Nicolas Sarkozy avait décidé qu'il appartenait au président de la République de choisir les PDG des entreprises publiques de l'audiovisuel, dénonçant à l'époque "l'hypocrisie" du mode de désignation par le CSA. "L'audiovisuel a trop souvent été considéré en France comme un jouet dans les mains du pouvoir. Ce gouvernement veut marquer une étape décisive pour en finir avec cette conception étriquée de la liberté de communication et du pluralisme", écrit la ministre dans sa tribune.

Eviter le "règne du plus fort" sur le web, réguler les ventes de chaînes TNT, moderniser la création...

Après cette première loi réformant la désignation des patrons de chaînes et la composition du CSA qui les nommera, la ministre a annoncé pour l'an prochain "un deuxième train de mesures législatives". Pour cette seconde loi, plus conséquente, quatre "axes" ont été détaillés par Aurélie Filippetti et feront notamment référence aux travaux de la mission Pierre Lescure, ancien patron de Canal+, qui doit rendre un volumineux rapport sur le numérique lundi prochain.

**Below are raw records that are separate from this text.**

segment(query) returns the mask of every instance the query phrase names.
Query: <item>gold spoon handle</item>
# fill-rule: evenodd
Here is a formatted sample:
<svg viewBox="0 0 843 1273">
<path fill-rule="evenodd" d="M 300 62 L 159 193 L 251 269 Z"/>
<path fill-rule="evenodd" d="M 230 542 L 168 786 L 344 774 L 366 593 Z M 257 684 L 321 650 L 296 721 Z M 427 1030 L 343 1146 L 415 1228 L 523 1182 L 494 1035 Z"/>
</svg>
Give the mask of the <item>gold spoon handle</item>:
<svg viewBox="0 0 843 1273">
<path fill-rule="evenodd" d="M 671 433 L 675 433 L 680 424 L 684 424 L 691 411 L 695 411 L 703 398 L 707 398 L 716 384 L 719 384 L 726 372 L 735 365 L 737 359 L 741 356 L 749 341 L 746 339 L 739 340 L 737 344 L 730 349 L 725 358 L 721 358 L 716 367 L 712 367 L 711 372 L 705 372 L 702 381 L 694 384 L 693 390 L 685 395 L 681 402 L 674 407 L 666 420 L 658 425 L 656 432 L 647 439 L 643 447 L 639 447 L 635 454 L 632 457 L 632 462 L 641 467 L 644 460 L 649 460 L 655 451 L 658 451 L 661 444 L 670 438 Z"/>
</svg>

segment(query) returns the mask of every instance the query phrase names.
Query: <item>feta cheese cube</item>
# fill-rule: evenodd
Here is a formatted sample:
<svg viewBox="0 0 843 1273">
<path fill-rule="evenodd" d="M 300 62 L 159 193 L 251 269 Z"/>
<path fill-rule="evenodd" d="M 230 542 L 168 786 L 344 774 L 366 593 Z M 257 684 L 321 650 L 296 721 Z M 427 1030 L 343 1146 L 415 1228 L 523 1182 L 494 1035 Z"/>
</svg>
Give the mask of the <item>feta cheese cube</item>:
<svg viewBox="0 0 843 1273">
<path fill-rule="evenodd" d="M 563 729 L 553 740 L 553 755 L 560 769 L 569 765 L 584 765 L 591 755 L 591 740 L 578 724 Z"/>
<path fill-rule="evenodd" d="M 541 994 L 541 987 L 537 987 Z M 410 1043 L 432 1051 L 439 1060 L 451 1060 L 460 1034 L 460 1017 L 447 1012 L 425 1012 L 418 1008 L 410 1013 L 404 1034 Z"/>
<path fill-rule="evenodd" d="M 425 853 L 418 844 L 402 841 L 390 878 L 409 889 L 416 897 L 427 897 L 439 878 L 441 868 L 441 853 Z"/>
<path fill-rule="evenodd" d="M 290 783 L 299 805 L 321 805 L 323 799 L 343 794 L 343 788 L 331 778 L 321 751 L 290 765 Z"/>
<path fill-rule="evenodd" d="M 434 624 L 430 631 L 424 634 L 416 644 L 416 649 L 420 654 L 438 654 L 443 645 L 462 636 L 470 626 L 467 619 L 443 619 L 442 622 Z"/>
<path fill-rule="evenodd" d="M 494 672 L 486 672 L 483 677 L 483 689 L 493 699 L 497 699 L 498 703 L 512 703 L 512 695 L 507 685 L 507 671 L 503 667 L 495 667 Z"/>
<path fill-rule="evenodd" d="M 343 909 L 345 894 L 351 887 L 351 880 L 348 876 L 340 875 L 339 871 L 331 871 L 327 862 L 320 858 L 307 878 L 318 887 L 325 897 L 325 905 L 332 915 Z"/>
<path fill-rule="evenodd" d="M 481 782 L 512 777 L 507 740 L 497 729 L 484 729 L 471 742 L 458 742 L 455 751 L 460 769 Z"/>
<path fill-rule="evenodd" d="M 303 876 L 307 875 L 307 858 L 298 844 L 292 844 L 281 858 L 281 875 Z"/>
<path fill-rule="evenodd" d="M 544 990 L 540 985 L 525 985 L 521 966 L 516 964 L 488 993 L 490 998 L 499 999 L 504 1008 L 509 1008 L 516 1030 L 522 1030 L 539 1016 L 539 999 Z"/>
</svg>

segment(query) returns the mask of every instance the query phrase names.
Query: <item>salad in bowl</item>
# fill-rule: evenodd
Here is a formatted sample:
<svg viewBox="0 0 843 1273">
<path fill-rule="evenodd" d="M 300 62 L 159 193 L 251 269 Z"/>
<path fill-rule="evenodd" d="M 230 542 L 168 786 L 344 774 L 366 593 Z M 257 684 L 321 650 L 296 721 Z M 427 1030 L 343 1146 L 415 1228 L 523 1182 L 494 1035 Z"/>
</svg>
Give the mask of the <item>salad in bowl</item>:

D'abord "la régulation des contenus audiovisuels diffusés sur internet", qui devra notamment permettre d'éviter "le règne du plus fort" en matière de distribution .Ensuite la diffusion hertzienne et l'équilibre de répartition des fréquences entre télévision et télécoms, ainsi que "la taxation des reventes de chaînes" de la TNT. Ces dernières années, plusieurs groupes privés avaient ainsi obtenu gratuitement des fréquences (qui sont un bien public) pour le lancement de chaînes de télévisions sur la TNT, ensuite grassement revendues à d'autres opérateurs.

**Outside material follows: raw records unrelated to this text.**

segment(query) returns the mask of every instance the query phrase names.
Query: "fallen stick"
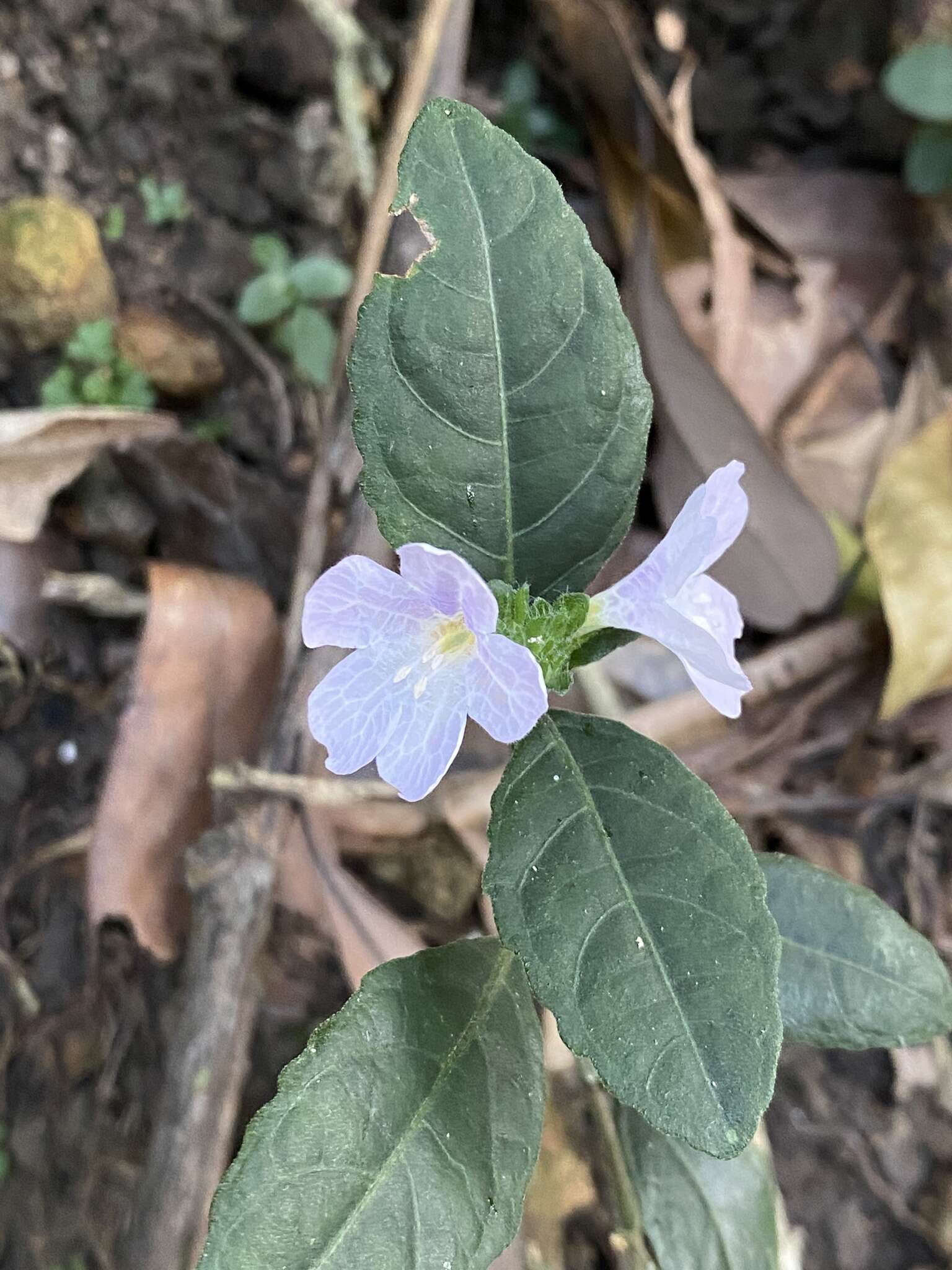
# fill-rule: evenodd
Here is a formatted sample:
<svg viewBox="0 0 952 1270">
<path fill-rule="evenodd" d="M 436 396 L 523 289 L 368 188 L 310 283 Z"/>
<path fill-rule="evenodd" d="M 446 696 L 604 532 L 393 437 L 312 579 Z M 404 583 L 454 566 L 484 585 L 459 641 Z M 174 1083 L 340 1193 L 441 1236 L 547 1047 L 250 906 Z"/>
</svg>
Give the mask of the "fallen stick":
<svg viewBox="0 0 952 1270">
<path fill-rule="evenodd" d="M 418 25 L 416 52 L 400 90 L 380 184 L 390 188 L 409 123 L 423 104 L 448 0 L 428 0 Z M 393 170 L 391 170 L 391 166 Z M 366 239 L 386 243 L 387 203 L 374 203 Z M 363 251 L 364 276 L 380 260 Z M 341 333 L 341 345 L 353 326 Z M 306 682 L 316 682 L 326 653 L 302 655 L 298 621 L 306 587 L 326 566 L 331 550 L 348 541 L 362 512 L 350 514 L 331 542 L 330 519 L 335 483 L 350 464 L 345 443 L 349 408 L 343 376 L 330 398 L 329 425 L 322 429 L 298 551 L 283 688 L 259 767 L 293 771 L 303 732 L 301 705 Z M 190 1270 L 204 1242 L 211 1195 L 227 1163 L 241 1077 L 260 987 L 256 963 L 270 917 L 275 860 L 296 805 L 265 796 L 225 828 L 211 829 L 192 848 L 189 881 L 194 913 L 176 1026 L 165 1055 L 155 1128 L 133 1199 L 129 1228 L 121 1251 L 128 1270 Z"/>
</svg>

Le troisième axe touchera au financement de la création audiovisuelle qu'il faudra "moderniser". Cette réforme pourrait toucher aux droits audiovisuels des oeuvres. Certaines productions, bien que financées majoritairement par le service public, voient leur droits et donc leurs autres recettes rester dans les mains des producteurs privés, qui peuvent ainsi se constituer des catalogues de droits avec l'argent de la redevance. Le "quatrième défi" touche aussi aux questions de financement avec la réglementation de la publicité, supprimée par étape sur les chaînes publiques par Nicolas Sarkozy, et "l'équilibre entre télévision gratuite et payante". Le coup d'envoi des débats autour des projets de réforme sera donné le 5 juin prochain lors du lancement des premières Assises de l'audiovisuel.